Getting started is often the hardest part, but affordable paths to therapy exist for most people. A little research and a direct conversation with a provider can go a long way.
The complexity of navigating insurance does not have to stand between you and the support you deserve. Relationships and More make the whole process of booking therapy appointments straightforward and stress-free. Whether you have questions about coverage or are simply ready to get started, they’re here to help you make that first step with confidence.
FAQs About Therapy and Insurance
Is Counseling Covered By Insurance?
For most people, yes. Health insurance plans generally include mental health benefits that extend to counseling services, particularly plans that comply with federal parity laws requiring equal coverage for mental and physical health. That said, your actual coverage hinges on your specific plan, whether your provider is in-network, and whether your insurer considers the treatment medically necessary.
Does My Insurance Cover Therapy?
Therapy is covered under many insurance plans, though the extent of that coverage can differ widely. You may need to meet a deductible first, or share costs through a copay or coinsurance arrangement. The best way to know exactly what you’re entitled to is to pull up your summary of benefits or call your insurer directly and ask about your mental health coverage.
Does Insurance Cover Online Therapy?
Telehealth therapy—including video and virtual counseling sessions— is now covered by most insurers. Coverage expanded considerably in recent years, yet it still varies depending on where you live, your plan type, and your therapist’s licensure in your state. Before booking, double-check that virtual mental health services are part of your plan.
What Insurance Do Therapists Accept?
Therapists work with a wide variety of insurance types, from employer-sponsored to marketplace plans to Medicaid and Medicare. Not every therapist bills insurance directly, however—some operate on an out-of-network basis and can issue a superbill that you may use to seek reimbursement yourself. Always ask a prospective therapist upfront which plans they participate in.
Is Couples Counseling Covered By Insurance?
It’s possible, but not guaranteed. Insurance carriers typically only reimburse couples counseling when it’s tied to a documented, diagnosable mental health condition and deemed clinically necessary. Therapy focused purely on improving a relationship—without a formal diagnosis—is generally not covered. Check your plan details if you’re uncertain.

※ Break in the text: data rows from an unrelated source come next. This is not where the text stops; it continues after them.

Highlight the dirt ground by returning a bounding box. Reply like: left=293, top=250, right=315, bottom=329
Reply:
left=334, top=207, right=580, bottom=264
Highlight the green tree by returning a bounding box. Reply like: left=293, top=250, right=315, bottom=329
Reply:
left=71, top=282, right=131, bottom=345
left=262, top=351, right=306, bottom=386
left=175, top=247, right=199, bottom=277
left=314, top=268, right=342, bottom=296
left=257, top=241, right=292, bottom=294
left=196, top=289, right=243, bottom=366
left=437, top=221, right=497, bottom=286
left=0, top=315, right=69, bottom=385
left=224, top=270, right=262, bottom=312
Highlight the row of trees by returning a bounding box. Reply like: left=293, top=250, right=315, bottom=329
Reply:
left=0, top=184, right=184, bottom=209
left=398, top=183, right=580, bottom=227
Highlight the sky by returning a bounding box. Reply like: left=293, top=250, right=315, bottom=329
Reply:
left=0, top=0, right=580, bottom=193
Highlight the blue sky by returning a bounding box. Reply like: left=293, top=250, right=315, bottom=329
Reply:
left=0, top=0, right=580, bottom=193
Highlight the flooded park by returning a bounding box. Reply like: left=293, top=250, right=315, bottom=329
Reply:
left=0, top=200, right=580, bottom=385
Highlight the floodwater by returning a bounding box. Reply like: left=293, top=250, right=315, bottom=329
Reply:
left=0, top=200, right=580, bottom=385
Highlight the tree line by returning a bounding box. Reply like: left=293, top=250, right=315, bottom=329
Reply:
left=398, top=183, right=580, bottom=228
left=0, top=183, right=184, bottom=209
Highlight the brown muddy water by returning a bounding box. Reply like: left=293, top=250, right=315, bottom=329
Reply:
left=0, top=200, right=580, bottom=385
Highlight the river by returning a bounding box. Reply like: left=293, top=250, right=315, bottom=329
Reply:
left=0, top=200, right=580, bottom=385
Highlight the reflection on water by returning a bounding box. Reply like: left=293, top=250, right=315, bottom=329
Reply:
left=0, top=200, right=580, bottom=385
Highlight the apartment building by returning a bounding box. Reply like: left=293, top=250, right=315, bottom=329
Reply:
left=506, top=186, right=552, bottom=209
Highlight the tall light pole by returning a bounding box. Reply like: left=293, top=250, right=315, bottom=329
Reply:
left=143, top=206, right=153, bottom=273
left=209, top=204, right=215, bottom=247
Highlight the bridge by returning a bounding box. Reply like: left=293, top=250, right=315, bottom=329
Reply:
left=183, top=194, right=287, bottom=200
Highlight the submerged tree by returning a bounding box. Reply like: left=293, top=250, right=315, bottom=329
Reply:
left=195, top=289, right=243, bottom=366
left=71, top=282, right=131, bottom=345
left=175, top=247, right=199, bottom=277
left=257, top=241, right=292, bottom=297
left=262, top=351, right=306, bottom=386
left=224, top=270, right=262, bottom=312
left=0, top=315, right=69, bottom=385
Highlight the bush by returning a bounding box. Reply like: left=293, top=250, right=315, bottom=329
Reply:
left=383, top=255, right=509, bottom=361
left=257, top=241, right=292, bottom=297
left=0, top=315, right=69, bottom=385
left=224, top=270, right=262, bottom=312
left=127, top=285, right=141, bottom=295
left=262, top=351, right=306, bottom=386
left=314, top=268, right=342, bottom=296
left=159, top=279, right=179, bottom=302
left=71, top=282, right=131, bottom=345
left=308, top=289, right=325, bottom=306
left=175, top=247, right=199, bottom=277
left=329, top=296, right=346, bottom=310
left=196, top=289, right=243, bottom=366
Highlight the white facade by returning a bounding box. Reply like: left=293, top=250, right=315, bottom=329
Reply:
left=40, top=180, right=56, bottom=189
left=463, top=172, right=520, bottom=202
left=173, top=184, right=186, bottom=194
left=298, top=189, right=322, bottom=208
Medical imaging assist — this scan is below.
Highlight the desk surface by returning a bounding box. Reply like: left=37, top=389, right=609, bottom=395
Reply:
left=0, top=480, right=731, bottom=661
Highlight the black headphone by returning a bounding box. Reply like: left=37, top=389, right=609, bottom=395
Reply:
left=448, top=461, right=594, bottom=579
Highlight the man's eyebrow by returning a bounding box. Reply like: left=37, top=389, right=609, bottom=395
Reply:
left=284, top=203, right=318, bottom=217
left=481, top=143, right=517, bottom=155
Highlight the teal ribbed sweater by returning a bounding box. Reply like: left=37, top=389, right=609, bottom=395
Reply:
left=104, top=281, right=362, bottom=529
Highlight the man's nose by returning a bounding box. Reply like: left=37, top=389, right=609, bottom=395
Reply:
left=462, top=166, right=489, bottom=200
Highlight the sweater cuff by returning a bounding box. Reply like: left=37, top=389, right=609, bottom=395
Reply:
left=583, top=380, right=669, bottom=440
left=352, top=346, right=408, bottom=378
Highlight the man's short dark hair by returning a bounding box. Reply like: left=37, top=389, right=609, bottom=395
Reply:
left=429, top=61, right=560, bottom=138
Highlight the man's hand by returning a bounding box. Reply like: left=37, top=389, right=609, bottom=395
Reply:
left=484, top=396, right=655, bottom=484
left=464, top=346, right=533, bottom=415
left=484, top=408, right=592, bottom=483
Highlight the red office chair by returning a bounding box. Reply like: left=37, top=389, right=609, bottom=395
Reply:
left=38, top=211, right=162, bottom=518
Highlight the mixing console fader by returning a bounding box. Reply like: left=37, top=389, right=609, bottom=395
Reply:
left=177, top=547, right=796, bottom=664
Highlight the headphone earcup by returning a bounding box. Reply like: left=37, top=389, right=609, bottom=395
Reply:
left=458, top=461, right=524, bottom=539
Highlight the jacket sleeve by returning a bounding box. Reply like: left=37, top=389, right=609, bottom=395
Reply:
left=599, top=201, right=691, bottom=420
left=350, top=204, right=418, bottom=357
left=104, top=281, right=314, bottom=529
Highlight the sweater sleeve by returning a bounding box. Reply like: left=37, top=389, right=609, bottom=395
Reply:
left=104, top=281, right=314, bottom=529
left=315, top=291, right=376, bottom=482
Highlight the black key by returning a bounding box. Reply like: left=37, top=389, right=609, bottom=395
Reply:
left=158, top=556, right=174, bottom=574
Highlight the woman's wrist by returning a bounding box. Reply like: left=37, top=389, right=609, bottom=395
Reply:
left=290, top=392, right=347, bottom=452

How Many Therapy Sessions Does Insurance Cover?
Under ACA-compliant plans, rigid annual session limits are common. However, coverage is still subject to medical necessity review and may require periodic pre-authorization after reaching a certain number of visits. The clearest way to understand any caps or approval requirements is to review your plan’s benefit document directly.
Do I Need a Referral To See a Therapist?
That depends on your plan type. If you’re enrolled in an HMO, your insurer will likely require a referral from your primary care doctor before you can see a therapist. PPO members can usually schedule directly without one. Checking this before your first appointment can save you from an unexpected claim denial later.